Your formalness stings slightly until he realizes that you don’t know he’s been listening in to your conversations, gathering information, and then providing you with the little gifts on your desk. Perhaps he should stop. Perhaps you would have no interest in him whatsoever. Perhaps there is someone else, if not here in Colombia than back in the States. 

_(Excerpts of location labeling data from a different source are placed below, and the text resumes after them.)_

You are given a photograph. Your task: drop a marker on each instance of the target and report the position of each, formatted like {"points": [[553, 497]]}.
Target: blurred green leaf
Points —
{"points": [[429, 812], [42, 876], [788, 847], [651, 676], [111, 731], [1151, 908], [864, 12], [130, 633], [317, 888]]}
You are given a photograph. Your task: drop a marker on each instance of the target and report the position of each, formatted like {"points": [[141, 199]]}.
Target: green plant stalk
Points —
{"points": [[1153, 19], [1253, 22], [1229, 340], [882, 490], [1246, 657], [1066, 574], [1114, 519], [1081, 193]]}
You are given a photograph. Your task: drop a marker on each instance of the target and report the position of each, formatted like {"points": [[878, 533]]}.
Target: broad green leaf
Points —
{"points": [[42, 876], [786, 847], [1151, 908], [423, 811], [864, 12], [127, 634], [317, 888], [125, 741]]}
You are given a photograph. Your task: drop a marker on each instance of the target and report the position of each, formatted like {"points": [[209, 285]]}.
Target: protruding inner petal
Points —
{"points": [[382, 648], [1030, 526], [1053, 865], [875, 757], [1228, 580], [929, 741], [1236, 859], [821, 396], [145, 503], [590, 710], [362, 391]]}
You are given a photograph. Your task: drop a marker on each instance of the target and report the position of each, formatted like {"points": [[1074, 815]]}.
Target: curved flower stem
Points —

Perhaps, it’s just not meant to be. 
However, isn’t that what giving a gift is all about: you give with no expectation of receiving something in return? 
***
You can’t believe your luck. Not only are you indefinitely locked in the file room but it is with the head of the Search Bloc, Colonel Horacio Carrillo. This also happens to be the person at the top of your suspect lists for leaving the gifts at your desk. And you’re not sure how to feel about it. 
He’s not your boss, per say, that would be the US Army and you’re of a low enough rank no one pays you any mind back at the Embassy so dating a local wouldn’t cause any disturbances. Lord knows Peña gets away with it all the time. But Carrillo is in charge of the special unit that you’re assisting so that throws the line of conduct into some shade. Secondly, you hardly know him. He rarely speaks about himself, his personal life, and he’s here so often you wonder if he even has a personal life. Married to a job, especially one like this, does not check any boxes on the dating checklist. 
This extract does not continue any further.